The Action of Balance

What does balance look like when we’re wobbling on the front padding of our foot on a beam 100 feet up in the air?

First off, doing it alone is not how. Rule one: You need others. One is ok, two is supreme, and anything more is cowabunga. They hold your life rafts, the Wicked Witch’s mirror that’s lifted when you’re not so pretty. In October, gravity’s pull had my knees knocking like a freshly born giraffe, and it was my friend who said, “Jaclynn, this doesn’t sound like you.” A gentle hand to my shoulders, directing me back to myself.

Second: when the wild winds blow and the storms rage like an unshackled beast, we need tethers. The actions taken daily—your routine, habits, disciplines. Watering the plants. Washing your face. Reading. Cooking. Nestling your nose into your pup’s and kitty’s snoot. It’s in them that we find ourselves. “This is what I do,” you’ll feel in the action, in that foothold, and no matter the wind’s strength, the tether is there.

But balance is not just the doing. It is also the limits we draw. To push ourselves when progress is already being made is pointless. Take frequent pauses, for spaces, and for the chapter breaks. Your heart and your soul need them—in the releasing of all the things we carry, that we return home, and home soothes.

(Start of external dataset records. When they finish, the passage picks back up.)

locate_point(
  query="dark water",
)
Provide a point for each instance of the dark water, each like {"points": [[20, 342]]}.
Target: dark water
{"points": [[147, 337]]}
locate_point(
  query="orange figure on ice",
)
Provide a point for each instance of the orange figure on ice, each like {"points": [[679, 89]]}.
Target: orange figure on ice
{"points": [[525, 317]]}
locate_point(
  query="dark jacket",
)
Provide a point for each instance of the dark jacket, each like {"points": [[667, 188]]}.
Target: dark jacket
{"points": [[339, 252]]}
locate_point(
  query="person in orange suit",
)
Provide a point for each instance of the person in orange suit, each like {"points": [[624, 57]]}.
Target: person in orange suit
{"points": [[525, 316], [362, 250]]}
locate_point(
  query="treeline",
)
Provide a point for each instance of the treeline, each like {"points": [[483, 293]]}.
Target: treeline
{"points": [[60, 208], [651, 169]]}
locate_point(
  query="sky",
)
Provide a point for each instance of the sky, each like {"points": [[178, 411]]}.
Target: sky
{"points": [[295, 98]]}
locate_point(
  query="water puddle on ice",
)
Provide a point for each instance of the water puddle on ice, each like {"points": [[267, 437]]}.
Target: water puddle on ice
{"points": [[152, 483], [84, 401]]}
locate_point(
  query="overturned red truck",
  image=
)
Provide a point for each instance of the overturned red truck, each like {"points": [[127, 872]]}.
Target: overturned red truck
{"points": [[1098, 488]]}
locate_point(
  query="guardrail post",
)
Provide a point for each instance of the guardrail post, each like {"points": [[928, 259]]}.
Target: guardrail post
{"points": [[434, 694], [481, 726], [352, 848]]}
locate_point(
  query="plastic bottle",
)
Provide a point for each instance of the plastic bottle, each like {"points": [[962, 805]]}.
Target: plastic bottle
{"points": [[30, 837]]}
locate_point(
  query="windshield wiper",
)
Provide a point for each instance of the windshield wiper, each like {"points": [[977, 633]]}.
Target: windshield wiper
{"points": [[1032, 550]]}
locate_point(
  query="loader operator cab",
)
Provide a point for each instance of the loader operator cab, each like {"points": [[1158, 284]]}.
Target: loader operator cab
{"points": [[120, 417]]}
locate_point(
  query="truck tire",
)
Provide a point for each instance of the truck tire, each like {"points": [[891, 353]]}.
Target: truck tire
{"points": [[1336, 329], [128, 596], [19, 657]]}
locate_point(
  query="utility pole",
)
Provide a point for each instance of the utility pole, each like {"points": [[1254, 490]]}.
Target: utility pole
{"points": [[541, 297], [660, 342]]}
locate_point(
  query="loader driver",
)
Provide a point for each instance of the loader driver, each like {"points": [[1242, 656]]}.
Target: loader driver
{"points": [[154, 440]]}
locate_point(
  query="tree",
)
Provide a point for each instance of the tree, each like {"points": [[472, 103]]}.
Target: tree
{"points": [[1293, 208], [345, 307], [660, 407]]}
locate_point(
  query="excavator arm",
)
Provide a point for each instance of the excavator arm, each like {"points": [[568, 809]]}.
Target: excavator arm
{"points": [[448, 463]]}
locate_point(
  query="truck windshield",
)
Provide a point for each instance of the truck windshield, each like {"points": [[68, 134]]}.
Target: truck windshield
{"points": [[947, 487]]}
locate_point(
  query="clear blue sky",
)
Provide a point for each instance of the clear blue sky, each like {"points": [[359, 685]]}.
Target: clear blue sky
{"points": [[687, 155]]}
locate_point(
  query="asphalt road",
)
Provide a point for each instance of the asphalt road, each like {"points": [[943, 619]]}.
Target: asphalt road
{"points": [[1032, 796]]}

Still, I notice the sneakier side trips, the ones called rabbit holes, existential crises, where insecurities and pits of despair come suck on our toes. Do I matter? Am I enough? These beliefs echo through the cavernous void.

Relevance. I fear the loss of it. My daughter’s hands that grapple with her hair to set a scrunchie in place—that was my job. The shift of the wind from new to old—will you still love me? That fear echoes like the bowed leg of the cricket, gentle and sweet, an invitation if I allow it.

The quickness of our burn, from spark to dark, I fear our connection lasts only the fleeting flit of the lightning bug’s night.

And this is where I come in. I still my panic with a return to myself. To my breath. Watching the dragonflies dance on the breeze like bumper cars, redirecting again and again.

It’s here I remind myself of my strength, my consistency, my values, of what I’ve built and am still building. There is work to do, and I want the bandwidth to be able to make its draw.

Balance is the how. How we feed the beast, the beast in us that relentlessly pushes and will never stop.